Thank goodness then for Larry Page and Sergey Brin, pioneers in computer science and co-founders of the world’s leading search engine.
Back in the dark age of 1995, Page and Brin met as Stanford University graduate students in computer science and reputedly took a dislike to each other. Fortunately these two brilliant minds thrashed it out until they found common ground in an unprecedented approach to a huge computing conundrum: how to retrieve specific information from an enormous set of data.
By 1996 Page and Brin were collaborators in their first search engine called ‘BackRub’ (so-called for it’s ability to read the ‘back links’ to a given website) and Page, who had won fame at college for creating a working printer out of Lego, formulated a new server environment which used the common PC rather than more expensive machines.

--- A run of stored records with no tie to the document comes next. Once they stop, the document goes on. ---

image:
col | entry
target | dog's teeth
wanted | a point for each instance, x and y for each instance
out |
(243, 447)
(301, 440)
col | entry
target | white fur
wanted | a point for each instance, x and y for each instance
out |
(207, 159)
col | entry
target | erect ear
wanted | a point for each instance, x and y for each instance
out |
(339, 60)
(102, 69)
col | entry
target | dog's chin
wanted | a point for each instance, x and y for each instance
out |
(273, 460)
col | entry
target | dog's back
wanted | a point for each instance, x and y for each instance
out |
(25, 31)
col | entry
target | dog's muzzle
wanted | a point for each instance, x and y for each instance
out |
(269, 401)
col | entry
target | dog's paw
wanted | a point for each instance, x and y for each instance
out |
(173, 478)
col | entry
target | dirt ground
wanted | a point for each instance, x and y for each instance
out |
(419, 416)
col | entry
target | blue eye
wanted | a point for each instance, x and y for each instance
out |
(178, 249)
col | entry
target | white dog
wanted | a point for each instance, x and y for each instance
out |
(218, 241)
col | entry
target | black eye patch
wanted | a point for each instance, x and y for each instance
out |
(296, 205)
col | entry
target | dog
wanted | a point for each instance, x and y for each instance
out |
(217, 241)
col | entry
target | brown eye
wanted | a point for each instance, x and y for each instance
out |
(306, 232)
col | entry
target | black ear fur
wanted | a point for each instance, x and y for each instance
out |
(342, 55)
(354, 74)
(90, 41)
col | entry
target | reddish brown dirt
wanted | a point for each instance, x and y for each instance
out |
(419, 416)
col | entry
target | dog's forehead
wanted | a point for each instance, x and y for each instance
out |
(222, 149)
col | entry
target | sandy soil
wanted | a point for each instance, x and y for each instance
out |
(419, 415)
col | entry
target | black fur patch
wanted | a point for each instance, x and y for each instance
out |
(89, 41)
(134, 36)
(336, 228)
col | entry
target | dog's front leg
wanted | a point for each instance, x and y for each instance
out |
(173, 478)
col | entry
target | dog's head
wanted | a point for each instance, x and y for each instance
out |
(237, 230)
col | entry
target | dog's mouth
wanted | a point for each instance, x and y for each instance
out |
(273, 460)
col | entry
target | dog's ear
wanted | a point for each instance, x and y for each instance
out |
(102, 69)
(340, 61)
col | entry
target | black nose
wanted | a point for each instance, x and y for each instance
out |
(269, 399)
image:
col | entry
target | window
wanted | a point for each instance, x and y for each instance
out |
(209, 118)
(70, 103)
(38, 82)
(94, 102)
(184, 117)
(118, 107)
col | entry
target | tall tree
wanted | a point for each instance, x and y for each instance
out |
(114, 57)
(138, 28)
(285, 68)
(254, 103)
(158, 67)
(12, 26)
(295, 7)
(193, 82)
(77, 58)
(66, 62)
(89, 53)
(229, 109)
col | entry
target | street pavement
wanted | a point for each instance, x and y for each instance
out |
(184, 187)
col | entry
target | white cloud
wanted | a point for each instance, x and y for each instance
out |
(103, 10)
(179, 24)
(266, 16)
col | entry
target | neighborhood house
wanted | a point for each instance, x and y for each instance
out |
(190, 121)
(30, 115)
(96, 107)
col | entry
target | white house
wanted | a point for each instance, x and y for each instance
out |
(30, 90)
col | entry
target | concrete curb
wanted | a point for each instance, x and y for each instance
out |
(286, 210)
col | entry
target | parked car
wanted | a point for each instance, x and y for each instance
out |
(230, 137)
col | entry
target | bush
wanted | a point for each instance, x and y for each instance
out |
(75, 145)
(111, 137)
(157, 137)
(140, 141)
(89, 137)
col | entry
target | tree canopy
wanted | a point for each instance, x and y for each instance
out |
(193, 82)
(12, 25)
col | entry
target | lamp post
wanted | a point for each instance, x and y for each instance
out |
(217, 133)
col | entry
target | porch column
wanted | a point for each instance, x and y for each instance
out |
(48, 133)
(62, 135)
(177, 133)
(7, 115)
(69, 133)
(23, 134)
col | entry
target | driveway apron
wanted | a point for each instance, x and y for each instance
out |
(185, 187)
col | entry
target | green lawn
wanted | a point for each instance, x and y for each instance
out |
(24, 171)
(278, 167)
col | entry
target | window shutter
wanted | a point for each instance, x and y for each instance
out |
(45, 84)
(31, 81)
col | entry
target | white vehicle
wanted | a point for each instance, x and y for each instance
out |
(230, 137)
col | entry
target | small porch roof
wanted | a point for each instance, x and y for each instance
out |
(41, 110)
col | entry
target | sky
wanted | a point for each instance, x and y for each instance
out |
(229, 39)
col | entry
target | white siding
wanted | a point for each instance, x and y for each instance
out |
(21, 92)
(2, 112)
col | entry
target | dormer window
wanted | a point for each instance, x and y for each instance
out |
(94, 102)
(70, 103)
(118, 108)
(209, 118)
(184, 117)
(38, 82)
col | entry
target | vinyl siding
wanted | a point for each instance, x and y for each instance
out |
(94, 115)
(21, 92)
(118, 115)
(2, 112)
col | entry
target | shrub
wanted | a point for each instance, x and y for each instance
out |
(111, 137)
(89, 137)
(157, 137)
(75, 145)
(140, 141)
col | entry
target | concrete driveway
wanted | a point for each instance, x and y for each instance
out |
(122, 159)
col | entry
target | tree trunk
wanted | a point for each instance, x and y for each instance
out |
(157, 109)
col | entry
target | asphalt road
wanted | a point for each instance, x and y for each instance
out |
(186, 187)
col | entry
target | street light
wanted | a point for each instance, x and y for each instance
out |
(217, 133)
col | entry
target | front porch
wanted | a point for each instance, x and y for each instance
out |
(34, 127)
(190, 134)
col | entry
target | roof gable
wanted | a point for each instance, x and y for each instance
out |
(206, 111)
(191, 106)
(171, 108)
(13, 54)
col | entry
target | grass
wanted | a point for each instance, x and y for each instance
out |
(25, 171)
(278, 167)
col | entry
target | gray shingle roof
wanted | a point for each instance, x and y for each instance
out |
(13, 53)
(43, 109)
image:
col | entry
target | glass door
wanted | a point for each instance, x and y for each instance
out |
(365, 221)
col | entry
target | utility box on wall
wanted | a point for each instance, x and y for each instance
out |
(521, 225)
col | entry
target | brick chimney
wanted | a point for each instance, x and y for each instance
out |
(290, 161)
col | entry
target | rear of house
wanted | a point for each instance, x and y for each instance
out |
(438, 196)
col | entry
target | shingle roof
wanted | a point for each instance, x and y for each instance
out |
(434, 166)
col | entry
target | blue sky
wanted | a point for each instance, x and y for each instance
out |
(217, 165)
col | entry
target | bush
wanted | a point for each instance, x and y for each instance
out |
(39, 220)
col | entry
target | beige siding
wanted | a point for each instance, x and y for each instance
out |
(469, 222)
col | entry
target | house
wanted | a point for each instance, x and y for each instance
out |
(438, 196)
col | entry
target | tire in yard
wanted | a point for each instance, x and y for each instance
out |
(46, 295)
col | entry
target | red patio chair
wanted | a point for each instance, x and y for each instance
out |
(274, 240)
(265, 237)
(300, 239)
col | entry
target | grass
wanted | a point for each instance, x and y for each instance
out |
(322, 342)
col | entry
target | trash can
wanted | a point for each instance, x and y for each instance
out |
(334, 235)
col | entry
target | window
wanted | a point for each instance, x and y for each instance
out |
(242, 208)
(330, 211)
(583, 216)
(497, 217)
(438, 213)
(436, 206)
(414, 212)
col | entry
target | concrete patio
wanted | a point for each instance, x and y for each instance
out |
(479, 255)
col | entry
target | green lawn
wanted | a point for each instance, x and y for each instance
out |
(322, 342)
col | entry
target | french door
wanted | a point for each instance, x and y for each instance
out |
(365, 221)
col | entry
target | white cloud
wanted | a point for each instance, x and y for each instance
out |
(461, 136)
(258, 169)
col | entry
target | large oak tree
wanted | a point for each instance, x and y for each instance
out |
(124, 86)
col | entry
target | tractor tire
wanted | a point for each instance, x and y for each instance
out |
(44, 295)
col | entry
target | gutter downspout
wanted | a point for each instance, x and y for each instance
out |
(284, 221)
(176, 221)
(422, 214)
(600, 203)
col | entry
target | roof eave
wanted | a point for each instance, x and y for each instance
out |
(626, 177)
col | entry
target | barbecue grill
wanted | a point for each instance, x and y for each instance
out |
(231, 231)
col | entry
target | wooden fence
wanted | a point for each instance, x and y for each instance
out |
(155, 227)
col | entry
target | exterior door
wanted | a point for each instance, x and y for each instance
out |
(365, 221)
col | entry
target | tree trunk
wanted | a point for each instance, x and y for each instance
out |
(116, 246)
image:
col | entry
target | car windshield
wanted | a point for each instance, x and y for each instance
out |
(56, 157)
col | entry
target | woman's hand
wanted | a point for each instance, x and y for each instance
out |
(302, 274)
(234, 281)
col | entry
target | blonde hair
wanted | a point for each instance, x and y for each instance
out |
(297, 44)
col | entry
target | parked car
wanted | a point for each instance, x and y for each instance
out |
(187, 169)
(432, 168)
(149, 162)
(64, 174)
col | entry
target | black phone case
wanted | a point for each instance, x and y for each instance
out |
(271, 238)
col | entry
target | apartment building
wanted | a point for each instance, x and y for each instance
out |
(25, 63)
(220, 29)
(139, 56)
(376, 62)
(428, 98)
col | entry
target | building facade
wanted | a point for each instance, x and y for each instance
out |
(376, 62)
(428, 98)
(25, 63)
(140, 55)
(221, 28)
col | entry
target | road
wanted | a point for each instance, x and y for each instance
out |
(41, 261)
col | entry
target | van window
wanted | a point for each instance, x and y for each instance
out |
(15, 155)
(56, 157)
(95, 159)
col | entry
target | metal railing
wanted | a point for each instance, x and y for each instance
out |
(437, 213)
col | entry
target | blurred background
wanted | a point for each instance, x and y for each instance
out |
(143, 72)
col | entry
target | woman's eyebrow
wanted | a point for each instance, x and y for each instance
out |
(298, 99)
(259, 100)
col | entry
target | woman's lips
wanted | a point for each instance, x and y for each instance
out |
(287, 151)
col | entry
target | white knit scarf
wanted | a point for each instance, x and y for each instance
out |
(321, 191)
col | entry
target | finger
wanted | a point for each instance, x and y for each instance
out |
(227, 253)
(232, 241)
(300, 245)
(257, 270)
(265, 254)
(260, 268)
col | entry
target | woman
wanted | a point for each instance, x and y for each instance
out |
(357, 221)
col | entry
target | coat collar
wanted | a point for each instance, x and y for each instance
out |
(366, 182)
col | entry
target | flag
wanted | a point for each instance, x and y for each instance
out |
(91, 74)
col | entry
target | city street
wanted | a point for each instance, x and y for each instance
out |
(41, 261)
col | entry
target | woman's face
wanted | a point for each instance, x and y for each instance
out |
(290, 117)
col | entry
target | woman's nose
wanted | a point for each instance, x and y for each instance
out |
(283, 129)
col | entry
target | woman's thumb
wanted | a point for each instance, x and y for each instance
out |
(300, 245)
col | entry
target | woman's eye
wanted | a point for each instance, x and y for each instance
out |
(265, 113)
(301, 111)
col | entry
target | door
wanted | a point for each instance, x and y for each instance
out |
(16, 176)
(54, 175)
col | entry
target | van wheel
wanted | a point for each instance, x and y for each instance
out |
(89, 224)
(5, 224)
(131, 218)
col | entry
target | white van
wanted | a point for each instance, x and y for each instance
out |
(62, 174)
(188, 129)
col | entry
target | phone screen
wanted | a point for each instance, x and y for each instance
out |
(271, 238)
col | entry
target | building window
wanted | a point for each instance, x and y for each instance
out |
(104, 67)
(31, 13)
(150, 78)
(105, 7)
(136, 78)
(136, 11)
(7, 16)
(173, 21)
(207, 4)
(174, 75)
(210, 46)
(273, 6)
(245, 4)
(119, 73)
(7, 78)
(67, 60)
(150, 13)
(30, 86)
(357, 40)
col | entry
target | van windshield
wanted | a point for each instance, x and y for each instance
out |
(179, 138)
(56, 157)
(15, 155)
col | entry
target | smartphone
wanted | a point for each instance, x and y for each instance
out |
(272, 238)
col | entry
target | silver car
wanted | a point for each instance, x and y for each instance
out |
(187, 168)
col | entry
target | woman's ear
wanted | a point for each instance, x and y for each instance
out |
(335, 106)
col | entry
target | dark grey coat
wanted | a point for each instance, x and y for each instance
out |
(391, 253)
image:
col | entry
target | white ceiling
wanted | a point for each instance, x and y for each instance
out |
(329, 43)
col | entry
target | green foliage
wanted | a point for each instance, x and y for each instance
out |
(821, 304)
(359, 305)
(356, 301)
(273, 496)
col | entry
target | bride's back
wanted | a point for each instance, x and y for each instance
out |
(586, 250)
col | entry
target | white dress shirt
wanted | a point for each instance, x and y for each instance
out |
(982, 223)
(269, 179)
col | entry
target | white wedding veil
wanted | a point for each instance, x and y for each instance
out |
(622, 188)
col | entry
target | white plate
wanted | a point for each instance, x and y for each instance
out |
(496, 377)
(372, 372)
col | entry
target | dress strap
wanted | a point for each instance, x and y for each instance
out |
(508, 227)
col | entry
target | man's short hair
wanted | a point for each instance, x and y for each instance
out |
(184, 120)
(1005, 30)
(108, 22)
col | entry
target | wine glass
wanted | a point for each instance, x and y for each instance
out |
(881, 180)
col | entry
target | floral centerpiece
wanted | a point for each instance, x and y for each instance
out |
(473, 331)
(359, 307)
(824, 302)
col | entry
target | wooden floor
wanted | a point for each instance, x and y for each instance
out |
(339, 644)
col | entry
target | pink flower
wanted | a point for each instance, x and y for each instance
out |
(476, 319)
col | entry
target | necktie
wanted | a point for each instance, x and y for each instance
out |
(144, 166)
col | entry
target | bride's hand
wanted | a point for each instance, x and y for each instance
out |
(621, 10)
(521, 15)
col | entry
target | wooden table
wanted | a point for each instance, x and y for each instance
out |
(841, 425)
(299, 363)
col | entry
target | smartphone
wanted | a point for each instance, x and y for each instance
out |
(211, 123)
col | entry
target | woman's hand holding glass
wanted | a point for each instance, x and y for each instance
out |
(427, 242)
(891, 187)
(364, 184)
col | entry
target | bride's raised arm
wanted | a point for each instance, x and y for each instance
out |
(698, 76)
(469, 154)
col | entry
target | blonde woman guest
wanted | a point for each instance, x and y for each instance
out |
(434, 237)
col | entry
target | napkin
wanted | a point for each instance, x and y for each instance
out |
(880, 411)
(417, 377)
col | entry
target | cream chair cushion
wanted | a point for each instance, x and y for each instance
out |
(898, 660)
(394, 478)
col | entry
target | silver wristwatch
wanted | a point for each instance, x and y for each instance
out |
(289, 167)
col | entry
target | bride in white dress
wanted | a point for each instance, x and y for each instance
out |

Initially working from Larry’s dorm, the pair’s reputation grew and as they gathered funding they decided to set up their own search engine company, Google.com, from a friend’s garage in 1998.
Their patented ‘PageRank’ system, which was an evolution of their earlier BackRub system, underpins the workings of the Google search engine. This system determines the ranking of a web page using an algorithm that takes into account both the number of web links to that page, and the relative importance of the pages on which these links appear.
Offering a solution to the ‘needle in a haystack’ problem posed by the internet, Google inevitably took off, and venture capital firms scrambled to get on board. By 1999 the company had expanded to its present headquarters in California, called ‘The Googleplex’.
By 2000, Google had merged with rival Yahoo! and was handling 100 million searches a day from a buzzing office, scattered with lava lamps, dogs and tables made from old doors. This hotbed of ideas spawned numerous developments including Google News, Blogger and Google AdSense.
Page and Brin, currently sharing the presidency of the company, received the Marconi Prize in 2004 and continue to share their wisdom at academic, business and technology forums the world over. Student projects don’t get much better than this!